Todos los años, para celebrar la primavera y el milagro de la cosecha, los niños de la escuela de la Hermandad de Labradores y Ganaderos se postraban ante la imagen de San Isidro con las alforjas cargadas de frutos del campo. Era una forma de agradecerle al santo su generosidad y devolverle sus favores para que no se olvidara de mandarles la lluvia cuando hiciera falta y para que mantuviera fértiles sus huertos.
A primera hora de la mañana, los niños se citaban en el colegio de la Molineta para que la maestra, doña Isabel Cerdán, les diera las últimas consignas antes de ir a la iglesia y les repasara, uno a uno, las vestimentas. Lucían los trajes típicos de la huerta almeriense: las niñas con sus faldas de vuelo, sus chalecos oscuros y sus pañuelos atados en la cabeza, y los niños con sus camisas blancas, sus pantalones negros recortados y sus esparteñas enredadas en el blanco inmaculado de los calcetines.
La escuela de doña Isabel era una sala enorme encima del cerro de la Molineta, un aula mixta que ocupaba una vivienda encalada en cuya fachada destacaba una hornacina de madera con la figura del patrón del colegio. Debajo, aparecía un cartel con el nombre: ‘Escuela Patronal de San Isidro Labrador’.
En la puerta, frente a la imagen de San Isidro, los niños se persignaban antes de emprender el camino hacia el templo. Era un espectáculo ver aquellos ángeles tan bien alineados y tan bien vestidos, recorriendo las calles agarrados de la mano, sin que la maestra tuviera que llamarles nunca la atención. Aquella mujer no solo les enseñaba las primeras letras y el misterio de los números, sino que los educaba como una segunda madre.
Desde la Molineta bajaban en fila hasta la parroquia del barrio de Regiones, donde les esperaban las autoridades: el párroco del barrio, el Gobernador civil y todos los pesos pesados de la hermandad que eran los encargados de organizar la ofrenda.
Como era un día doblemente festivo, ya que coincidía con la celebración de San Indalecio, el patrón de la ciudad, las autoridades tenían que repartirse el trabajo: unos acudían a la misa de la Catedral que casi siempre estaba presidida por el señor Obispo, y otros a Regiones, donde el secretario de la hermandad, Juan del Águila, se encargaba de que no faltara ningún detalle.
A comienzos de los años sesenta, la figura de Juan del Águila era ya tan conocida como la del propio santo al que veneraban los agricultores.

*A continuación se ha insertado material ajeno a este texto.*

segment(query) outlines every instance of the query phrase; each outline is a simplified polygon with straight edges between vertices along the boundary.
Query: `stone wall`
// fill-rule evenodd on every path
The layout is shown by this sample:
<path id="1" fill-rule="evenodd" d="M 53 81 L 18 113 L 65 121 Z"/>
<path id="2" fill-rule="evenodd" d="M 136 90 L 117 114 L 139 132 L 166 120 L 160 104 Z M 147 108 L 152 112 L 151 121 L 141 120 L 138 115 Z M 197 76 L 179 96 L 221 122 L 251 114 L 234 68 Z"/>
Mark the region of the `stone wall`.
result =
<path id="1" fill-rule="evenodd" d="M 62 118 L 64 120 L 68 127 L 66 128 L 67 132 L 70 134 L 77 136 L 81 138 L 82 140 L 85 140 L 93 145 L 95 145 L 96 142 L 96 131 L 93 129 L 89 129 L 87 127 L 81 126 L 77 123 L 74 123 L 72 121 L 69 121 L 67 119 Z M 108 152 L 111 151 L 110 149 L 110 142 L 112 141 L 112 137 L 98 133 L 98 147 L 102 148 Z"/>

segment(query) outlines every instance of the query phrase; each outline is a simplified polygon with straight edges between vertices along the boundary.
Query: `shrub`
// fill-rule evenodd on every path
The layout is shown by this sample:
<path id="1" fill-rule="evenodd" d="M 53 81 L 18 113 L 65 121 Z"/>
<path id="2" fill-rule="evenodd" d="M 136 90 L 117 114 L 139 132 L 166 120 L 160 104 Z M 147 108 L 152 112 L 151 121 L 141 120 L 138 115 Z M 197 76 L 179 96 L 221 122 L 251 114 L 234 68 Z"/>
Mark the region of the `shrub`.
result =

Además del cargo que desempeñaba en la hermandad era secretario general del consejo rector de la Unión Territorial de Cooperativas del Campo y del consejo rector de la Caja Rural Provincial, que se había constituido en 1963, aunque todavía no había abierto ninguna oficina.
Juan del Águila se colocaba en el reclinatorio custodiado por dos niños y en el instante de mayor solemnidad leía en voz alta las palabras que cada año le dirigía a San Isidro, dándole gracias por sus desvelos y ofreciéndole los productos que les había concedido la tierra. Las niñas llevaban cestas cargadas de frutas y verduras, convencidas de que aquel santo barbudo con aspecto de peregrino que las miraba fijamente a los ojos desde al altar, trabajaba la tierra desde el cielo, convocaba las nubes y atendía a sus plegarias.
Cuando terminaba la misa, los niños del colegio eran obsequiados con dulces y regalos y por la tarde participaban en la procesión que recorría las calles de Regiones convocando a cientos de fieles. Filas de mujeres con velas custodiaban a San Isidro, cumpliendo así con sus promesas. En la calle Baja de la Iglesia colocaban los cacharricos con el Tío Vivo, los coches de choque y los puestos de churros y de algodón dulce, mientras que la Hermandad de Labradores y Ganaderos levantaba un escenario para que la orquesta de moda prolongara la fiesta hasta bien entrada la madrugada.